The Magnum brand, meanwhile, recently unveiled its latest duo innovation – Magnum Euphoria Pink Lemonade and Magnum Chill Blueberry Cookie, offering a multi-sensory experience as it introduces Magnum’s first ever sorbet and ice cream combination. The new flavour combinations are based on the two distinct moods consumers can experience when eating ice cream. For Euphoria the inspiration comes from the emotional state of extreme happiness, while Chill is inspired by the feeling experienced during an emotional state of relaxation. Consumers can choose the flavour that best suits their mood.
Euphoria Pink Lemonade consists of a raspberry sorbet core, wrapped in citrusy lemon ice cream with popping candy and provides consumers with complementary and intense flavour profiles. Magnum Euphoria Pink Lemonade is also being launched in a Magnum Mini format (RRPs: Single £2.20, 3x Multipack £3.99, 6x Multipack Mini £4.50).

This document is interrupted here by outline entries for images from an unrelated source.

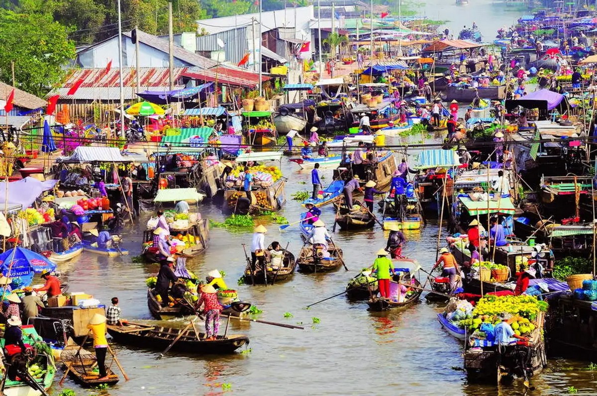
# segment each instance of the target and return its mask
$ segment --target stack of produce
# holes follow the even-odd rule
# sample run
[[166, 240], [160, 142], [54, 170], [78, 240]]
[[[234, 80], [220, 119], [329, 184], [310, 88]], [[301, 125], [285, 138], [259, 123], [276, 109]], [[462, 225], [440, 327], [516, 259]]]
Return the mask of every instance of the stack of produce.
[[501, 321], [501, 314], [512, 315], [516, 320], [510, 323], [512, 330], [519, 336], [530, 333], [537, 326], [540, 311], [546, 312], [547, 303], [533, 296], [485, 296], [473, 309], [471, 317], [458, 322], [458, 326], [473, 332], [473, 337], [485, 338], [495, 325]]

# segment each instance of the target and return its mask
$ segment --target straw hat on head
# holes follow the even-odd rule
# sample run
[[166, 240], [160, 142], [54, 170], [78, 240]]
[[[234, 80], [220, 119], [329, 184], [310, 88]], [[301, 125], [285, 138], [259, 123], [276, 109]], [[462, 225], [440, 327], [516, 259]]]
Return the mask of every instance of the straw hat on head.
[[101, 314], [96, 314], [89, 321], [90, 324], [101, 324], [106, 323], [106, 317]]
[[208, 294], [213, 294], [216, 292], [216, 289], [214, 288], [214, 287], [212, 286], [211, 285], [205, 285], [205, 286], [201, 288], [201, 293], [205, 293]]
[[14, 293], [11, 293], [7, 296], [6, 299], [11, 302], [16, 303], [17, 304], [21, 302], [21, 299], [19, 298], [19, 296]]
[[221, 278], [222, 275], [217, 269], [214, 269], [207, 273], [207, 275], [212, 278]]
[[10, 318], [6, 321], [6, 323], [11, 326], [20, 326], [23, 324], [23, 322], [21, 321], [21, 318], [16, 315], [13, 315], [10, 317]]
[[325, 225], [325, 223], [324, 223], [321, 220], [318, 220], [316, 222], [313, 223], [314, 227], [323, 227]]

Magnum Chill Blueberry Cookie provides a smooth blueberry sorbet core encased in vanilla biscuit flavour ice cream and crunchy cookie pieces. Chill is a vegan ice cream which provides delicious innovation in flavour and also supports Unilever’s sustainability targets through growing plant-based sales (RRP£2.20, 3x Multipack £3.99).
The new SKUs from Magnum follow a successful year for Magnum innovation in 2023 with both Magnum Sunlover and Starchaser ranking as the number one and number two ice cream NPD respectively.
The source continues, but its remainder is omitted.